Nov 28, 2011 · Neurofibromatosis in Brain & Nervous System

While I have a form of NF, I do not have any children or grandchildren with NF. I’m very active with advocacy for NF and may I offer some sources of support. The Children’s Tumor Foundation (CTF) for information on NF and to interact with through their Facebook page. CTF has a chapter in each state (inc. MN) that you can join. There is sharing on the Chapter FB page, and sometimes activities to join in. There is Neurofibromatosis Midwest and NF Inc. MN. The CTF has a FB page called Mom’s Rock and Dad’s Rock where parents and grandparents can share, ask questions and comment. The littlest tumor foundation WI has many activities for parents and grandparents with children who have NF. As a CTF NF Endurance Team Captain, I have met many parents with a child with NF, perhaps I can be of some small source.
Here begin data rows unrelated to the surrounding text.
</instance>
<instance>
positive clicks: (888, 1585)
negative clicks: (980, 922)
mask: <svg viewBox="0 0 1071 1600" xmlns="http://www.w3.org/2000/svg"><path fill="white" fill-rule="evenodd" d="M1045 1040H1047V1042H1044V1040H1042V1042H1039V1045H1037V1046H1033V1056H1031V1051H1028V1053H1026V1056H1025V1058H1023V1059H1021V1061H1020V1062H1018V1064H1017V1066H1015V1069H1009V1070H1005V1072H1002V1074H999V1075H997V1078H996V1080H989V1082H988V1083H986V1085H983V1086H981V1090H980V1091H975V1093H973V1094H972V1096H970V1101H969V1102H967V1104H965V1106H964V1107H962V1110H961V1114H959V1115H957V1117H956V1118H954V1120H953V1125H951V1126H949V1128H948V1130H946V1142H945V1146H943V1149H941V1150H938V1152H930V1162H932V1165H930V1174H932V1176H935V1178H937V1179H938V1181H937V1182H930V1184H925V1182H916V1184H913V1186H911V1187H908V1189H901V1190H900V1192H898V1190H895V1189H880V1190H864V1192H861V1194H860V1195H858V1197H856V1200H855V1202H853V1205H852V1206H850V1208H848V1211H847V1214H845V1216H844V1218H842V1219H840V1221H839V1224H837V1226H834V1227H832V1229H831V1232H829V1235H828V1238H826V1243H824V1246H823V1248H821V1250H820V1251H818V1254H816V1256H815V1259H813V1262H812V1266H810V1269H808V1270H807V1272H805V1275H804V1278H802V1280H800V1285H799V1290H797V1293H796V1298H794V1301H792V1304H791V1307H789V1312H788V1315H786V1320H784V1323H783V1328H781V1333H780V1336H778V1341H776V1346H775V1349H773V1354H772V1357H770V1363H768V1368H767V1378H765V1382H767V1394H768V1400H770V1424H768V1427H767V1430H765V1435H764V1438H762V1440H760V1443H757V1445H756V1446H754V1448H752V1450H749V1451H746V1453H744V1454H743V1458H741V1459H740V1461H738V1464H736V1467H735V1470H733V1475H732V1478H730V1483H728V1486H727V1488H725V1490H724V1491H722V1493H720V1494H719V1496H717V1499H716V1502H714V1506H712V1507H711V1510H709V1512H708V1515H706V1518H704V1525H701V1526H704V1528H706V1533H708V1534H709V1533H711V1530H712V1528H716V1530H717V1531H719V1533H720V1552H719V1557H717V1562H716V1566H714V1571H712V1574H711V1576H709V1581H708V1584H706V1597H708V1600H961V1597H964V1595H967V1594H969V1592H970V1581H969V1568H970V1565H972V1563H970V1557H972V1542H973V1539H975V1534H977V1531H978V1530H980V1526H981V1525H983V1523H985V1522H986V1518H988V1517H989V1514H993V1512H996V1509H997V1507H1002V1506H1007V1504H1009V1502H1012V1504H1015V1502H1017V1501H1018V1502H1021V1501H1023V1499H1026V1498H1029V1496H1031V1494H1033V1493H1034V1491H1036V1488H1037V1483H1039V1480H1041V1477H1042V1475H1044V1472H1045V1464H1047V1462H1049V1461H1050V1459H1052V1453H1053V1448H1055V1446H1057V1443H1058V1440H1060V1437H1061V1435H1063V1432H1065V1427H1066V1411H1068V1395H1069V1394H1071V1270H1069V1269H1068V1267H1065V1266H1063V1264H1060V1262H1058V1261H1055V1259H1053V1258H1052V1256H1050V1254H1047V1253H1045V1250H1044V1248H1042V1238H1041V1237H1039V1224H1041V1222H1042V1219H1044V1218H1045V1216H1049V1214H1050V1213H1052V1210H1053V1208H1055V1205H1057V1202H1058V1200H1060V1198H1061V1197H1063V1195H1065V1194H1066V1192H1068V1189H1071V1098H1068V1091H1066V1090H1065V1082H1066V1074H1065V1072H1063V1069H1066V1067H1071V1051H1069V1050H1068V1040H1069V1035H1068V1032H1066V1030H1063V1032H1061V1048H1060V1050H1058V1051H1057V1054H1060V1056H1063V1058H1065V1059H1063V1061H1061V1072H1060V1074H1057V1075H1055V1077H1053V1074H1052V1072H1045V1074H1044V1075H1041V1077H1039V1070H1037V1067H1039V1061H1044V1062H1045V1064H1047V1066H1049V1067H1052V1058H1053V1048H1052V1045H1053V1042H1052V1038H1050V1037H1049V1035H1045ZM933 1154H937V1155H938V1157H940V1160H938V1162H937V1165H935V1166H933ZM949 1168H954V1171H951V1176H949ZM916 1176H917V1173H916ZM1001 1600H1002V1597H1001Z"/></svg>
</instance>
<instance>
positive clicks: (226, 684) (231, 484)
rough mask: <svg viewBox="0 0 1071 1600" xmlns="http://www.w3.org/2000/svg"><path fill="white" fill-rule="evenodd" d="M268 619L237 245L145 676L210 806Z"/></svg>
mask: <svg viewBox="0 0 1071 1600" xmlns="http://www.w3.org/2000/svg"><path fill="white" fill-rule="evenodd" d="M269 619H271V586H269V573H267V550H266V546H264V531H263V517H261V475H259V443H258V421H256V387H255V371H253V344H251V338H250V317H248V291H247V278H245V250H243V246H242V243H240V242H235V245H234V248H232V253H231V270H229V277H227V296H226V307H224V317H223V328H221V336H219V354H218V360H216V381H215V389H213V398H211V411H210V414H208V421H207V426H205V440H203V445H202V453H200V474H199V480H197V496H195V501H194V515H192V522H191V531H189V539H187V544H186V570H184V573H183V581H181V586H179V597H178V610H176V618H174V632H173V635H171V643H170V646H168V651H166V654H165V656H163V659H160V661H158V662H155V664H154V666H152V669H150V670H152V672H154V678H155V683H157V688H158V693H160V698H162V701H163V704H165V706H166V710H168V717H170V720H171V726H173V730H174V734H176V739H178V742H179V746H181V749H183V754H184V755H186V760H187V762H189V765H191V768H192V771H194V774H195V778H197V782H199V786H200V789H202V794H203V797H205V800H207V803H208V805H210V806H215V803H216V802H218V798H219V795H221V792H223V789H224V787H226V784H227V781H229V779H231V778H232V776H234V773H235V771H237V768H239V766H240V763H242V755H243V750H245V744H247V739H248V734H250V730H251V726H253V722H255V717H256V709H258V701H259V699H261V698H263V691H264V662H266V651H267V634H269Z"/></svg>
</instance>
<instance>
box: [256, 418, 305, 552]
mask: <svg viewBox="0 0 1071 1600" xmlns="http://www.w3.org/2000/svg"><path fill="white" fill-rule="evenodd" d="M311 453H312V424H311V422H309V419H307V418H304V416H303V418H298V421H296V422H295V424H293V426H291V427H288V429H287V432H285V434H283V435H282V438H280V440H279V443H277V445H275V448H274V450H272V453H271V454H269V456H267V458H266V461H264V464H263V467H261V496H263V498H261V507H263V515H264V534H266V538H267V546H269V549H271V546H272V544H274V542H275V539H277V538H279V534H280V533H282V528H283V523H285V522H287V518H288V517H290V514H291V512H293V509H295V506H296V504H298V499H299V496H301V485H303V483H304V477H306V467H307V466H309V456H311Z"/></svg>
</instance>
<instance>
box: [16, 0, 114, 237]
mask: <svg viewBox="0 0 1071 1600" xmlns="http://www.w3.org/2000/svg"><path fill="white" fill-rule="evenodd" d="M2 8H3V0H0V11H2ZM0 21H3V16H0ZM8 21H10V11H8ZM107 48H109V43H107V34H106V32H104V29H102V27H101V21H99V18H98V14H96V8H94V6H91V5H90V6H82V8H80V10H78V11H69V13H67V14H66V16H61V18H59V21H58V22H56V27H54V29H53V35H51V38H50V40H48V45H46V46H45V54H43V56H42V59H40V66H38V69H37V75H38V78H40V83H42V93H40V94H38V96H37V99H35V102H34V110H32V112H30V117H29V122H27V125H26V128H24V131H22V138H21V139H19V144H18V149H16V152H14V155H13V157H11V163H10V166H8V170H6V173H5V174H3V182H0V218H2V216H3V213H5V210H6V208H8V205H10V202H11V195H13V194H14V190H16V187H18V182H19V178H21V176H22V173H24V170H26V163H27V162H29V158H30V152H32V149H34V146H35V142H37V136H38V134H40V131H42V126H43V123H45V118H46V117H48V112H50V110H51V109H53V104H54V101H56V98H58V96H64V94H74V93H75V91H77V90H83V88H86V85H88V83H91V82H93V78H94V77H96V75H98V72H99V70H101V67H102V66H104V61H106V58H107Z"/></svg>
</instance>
Nov 20, 2011 · Schwannomatosis (NF) in Brain & Nervous System

Would anyone like to share their experiences with Schwannomatosis? I run, walk, bike, and snowshoe race with the NF Endurance Team and the Children’s Tumor Foundation to bring awareness and advocacy for Neurofibromatosis and Schwannomatosis. I’m passionate in my hope for a cure for NF. I’m a patient at the Mayo Clinic in Rochester, too.

Nov 20, 2011 · my 2 yr old just diagnosed with neurofibromatosis type 1. what should I know. in Brain & Nervous System

You can also learn more about Neurofibromatosis at the Children’s Tumor Foundation at http://www.ctf.org. The NF Clinic at Mayo Clinic Rochester is excellent, and an affiliated clinic, too. Through the Children’s Tumor Foundation website, you can locate a supporting NF Chapter in each state. The CTF has a blog called “Mom’s Rock” where you can share and talk with other moms of children with NF. Yes, NF is scary, but there is a lot of hope, support, and medical advances today. Support and sharing, as well as medical care from a pcp who knows NF will help make your journey and your worry easier.